The Turkish government, which has become one Assad’s harshest critics, said that the situation in the country was becoming a bloodbath, while the French foreign ministry spokesman called the fighting a “a massacre of unprecedented scale.”
The Syrian National Council, the most prominent opposition group outside the country, has formerly focused on nonviolent solutions to the crisis, but sharpened its tone in the wake of the violence, calling for an emergency meeting of the Arab League and for international forces to guarantee safe zones within Syria and force Syrian soldiers to withdraw from affected areas.

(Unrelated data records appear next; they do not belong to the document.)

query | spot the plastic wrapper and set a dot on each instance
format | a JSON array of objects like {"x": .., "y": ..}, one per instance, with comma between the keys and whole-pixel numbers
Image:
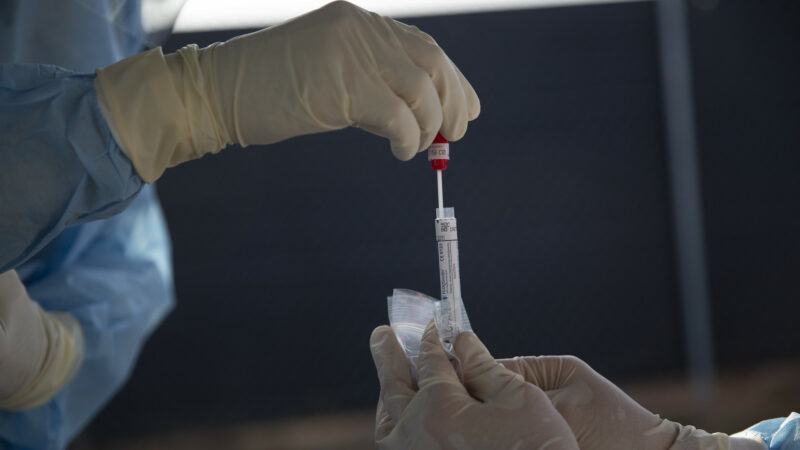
[{"x": 409, "y": 314}]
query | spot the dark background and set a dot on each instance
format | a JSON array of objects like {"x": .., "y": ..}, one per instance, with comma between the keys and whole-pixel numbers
[{"x": 284, "y": 255}]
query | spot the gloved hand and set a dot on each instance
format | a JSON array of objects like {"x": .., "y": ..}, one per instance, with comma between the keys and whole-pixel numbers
[
  {"x": 493, "y": 409},
  {"x": 602, "y": 416},
  {"x": 40, "y": 352},
  {"x": 334, "y": 67}
]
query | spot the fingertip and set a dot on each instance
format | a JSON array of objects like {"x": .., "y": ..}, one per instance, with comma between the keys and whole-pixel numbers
[
  {"x": 474, "y": 108},
  {"x": 379, "y": 333},
  {"x": 403, "y": 151}
]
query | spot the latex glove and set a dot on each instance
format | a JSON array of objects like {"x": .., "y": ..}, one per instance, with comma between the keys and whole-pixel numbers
[
  {"x": 493, "y": 409},
  {"x": 602, "y": 416},
  {"x": 334, "y": 67},
  {"x": 40, "y": 352}
]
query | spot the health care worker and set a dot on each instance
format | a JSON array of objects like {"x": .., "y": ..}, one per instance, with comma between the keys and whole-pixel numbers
[
  {"x": 534, "y": 402},
  {"x": 84, "y": 253}
]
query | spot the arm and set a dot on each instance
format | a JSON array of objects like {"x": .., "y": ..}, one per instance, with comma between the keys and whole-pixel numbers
[
  {"x": 59, "y": 165},
  {"x": 114, "y": 278}
]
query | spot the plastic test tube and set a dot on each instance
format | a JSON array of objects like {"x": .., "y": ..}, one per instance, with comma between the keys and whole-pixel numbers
[
  {"x": 447, "y": 246},
  {"x": 449, "y": 276}
]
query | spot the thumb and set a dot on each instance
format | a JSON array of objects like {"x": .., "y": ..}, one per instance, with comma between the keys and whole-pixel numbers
[
  {"x": 484, "y": 377},
  {"x": 394, "y": 373},
  {"x": 434, "y": 365},
  {"x": 549, "y": 372}
]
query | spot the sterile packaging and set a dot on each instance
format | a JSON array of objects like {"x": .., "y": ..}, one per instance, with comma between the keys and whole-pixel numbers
[{"x": 409, "y": 314}]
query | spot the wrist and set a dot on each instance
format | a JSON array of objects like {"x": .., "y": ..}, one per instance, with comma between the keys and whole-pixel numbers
[{"x": 152, "y": 112}]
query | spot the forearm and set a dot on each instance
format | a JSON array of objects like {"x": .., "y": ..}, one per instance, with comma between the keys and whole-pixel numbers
[{"x": 59, "y": 164}]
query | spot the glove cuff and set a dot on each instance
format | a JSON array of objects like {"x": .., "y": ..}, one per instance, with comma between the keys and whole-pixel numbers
[
  {"x": 156, "y": 110},
  {"x": 63, "y": 355},
  {"x": 691, "y": 438}
]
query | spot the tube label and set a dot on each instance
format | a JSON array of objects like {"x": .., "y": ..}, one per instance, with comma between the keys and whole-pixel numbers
[
  {"x": 439, "y": 150},
  {"x": 449, "y": 278}
]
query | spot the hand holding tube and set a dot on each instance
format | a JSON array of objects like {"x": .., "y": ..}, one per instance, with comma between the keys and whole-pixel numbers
[
  {"x": 602, "y": 416},
  {"x": 493, "y": 409},
  {"x": 334, "y": 67}
]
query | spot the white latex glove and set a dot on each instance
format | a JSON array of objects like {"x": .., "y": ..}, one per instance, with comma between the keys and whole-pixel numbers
[
  {"x": 334, "y": 67},
  {"x": 602, "y": 416},
  {"x": 40, "y": 352},
  {"x": 493, "y": 409}
]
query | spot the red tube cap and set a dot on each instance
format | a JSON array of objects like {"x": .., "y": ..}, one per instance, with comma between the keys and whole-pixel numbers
[{"x": 439, "y": 152}]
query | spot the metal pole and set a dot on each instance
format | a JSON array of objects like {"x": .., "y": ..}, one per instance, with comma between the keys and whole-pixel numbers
[{"x": 687, "y": 207}]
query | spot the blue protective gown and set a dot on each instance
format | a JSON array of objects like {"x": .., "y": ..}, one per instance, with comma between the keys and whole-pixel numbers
[{"x": 60, "y": 171}]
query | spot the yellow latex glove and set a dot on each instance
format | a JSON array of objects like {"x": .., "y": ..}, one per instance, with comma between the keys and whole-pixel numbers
[
  {"x": 493, "y": 409},
  {"x": 602, "y": 416},
  {"x": 40, "y": 352},
  {"x": 334, "y": 67}
]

The violence near Idlib was ongoing on Thursday, according to Ali Hassan, a representative of the Syrian Revolution General Commission group. One of the poorest areas of Syria, with most people depending on agriculture, it was hit hard when security forces burned farms and killed livestock earlier this year, according to videos posted on YouTube, and anti-government feeling is high.
Hassan said that 15 civilians and an imam had been killed on Thursday in the area, in an act of collective punishment for having given shelter to members of the group of defected soldiers and armed rebels known as the Free Syrian Army. The area is hilly and wooded, he said, making it an ideal tactical location.
Alaa Yousif, a spokesman for a revolutionary group in Idlib, said the situation was, “miserable, miserable, miserable,” when contacted by telephone. “This is a siege, a curfew, gunfire, no water or bread.” He, too, said that the army had initially been attacking defected soldiers but that they were now all killed or had fled, and that it was civilians and demonstrators who were being shot at by hundreds of army tanks.
“They are not detaining or arresting anyone, they are killing them right away,” said Yousif, calling for NATO intervention and condemning the Arab League’s mediation attempts. He said that he did not have weapons, and nor did other people in the area, though he wished he did.
Syrian state media reported that security forces had “stormed dens of armed terrorist groups” in Idlib and the area of Deraa, seizing caches of weapons, ammunition, explosives and night goggles following clashes with the groups.